Medical Record Documentation in a Learning Disability In-patient Unit.

作者信息

Thalitaya Madhusudan Deepak, Thyagarajan Sujanita, Tirumalaraju Vaishali, Mihaylov Emil, Mihaylova Marina

机构信息

Twinwoods Medical Centre, Milton Road, Clapham, Bedfordshire, MK417FL, Bedford, UK,

出版信息

Psychiatr Danub. 2015 Sep;27 Suppl 1:S468-72.

Abstract

INTRODUCTION

Consistency in clinical structure and content is an important aspect of clinical practice.

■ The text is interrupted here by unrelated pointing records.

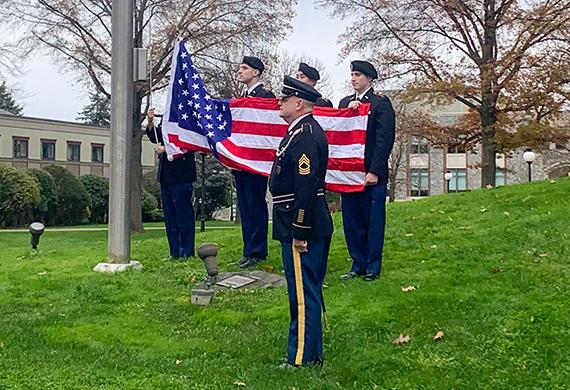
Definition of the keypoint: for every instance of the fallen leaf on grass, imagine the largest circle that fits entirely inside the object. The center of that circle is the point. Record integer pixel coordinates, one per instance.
(402, 339)
(438, 336)
(496, 270)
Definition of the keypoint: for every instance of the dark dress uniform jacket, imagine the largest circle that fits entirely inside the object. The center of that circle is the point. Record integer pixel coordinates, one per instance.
(297, 184)
(178, 171)
(380, 133)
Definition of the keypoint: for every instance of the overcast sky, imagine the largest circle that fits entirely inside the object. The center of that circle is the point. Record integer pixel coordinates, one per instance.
(46, 91)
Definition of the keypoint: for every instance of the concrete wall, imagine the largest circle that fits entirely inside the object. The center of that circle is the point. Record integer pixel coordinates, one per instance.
(36, 130)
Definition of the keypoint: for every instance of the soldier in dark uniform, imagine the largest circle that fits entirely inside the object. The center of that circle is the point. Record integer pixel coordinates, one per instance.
(310, 75)
(301, 219)
(175, 178)
(364, 213)
(251, 188)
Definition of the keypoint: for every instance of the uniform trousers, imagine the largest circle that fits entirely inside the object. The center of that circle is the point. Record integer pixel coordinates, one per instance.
(251, 190)
(305, 274)
(178, 218)
(364, 219)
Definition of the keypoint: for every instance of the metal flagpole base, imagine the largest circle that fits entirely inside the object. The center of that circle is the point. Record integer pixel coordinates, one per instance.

The rising demands on healthcare systems and associated costs require a much more efficient and transparent means of recording and accessing reliable clinical information in order to manage and deliver good quality care to patients.

AIMS

The audit has been completed with an aim to highlight the local standards set for medical record documentation and to assess if the outlined standards are being met in a learning disability in-patient psychiatric setting, the Coppice.

METHODOLOGY

Criteria based on GMC Good Medical practice guidelines (2013), RCPsych Good Psychiatric Practice (2009) and Records Management Policy.

CONCLUSIONS

Good practice was maintained for most parameters. Mild inaccuracies were noted with date of birth/ward name, timing and signatures.

RECOMMENDATIONS

This was presented locally and measures put in place to address the gaps. A re-audit should be performed within a year in order to complete the audit cycle and to ensure that the recommendations and action plan have been followed through.

摘要

引言

临床结构和内容的一致性是临床实践的一个重要方面。对医疗保健系统不断增长的需求以及相关成本要求采用一种更加高效和透明的方式来记录和获取可靠的临床信息,以便为患者管理和提供高质量的护理。

目的

此次审核已经完成,旨在突出为病历文档设定的当地标准,并评估在“矮林”(Coppice)学习障碍住院精神科环境中所概述的标准是否得到满足。

方法

基于英国医学总会《良好医疗实践指南》(2013年)、英国皇家精神科医学院《良好精神科实践》(2009年)和记录管理政策制定标准。

结论

大多数参数保持了良好实践。在出生日期/病房名称、时间安排和签名方面存在轻微不准确之处。

建议

这在当地进行了汇报,并采取了措施来弥补差距。应在一年内进行重新审核,以完成审核周期并确保已落实建议和行动计划。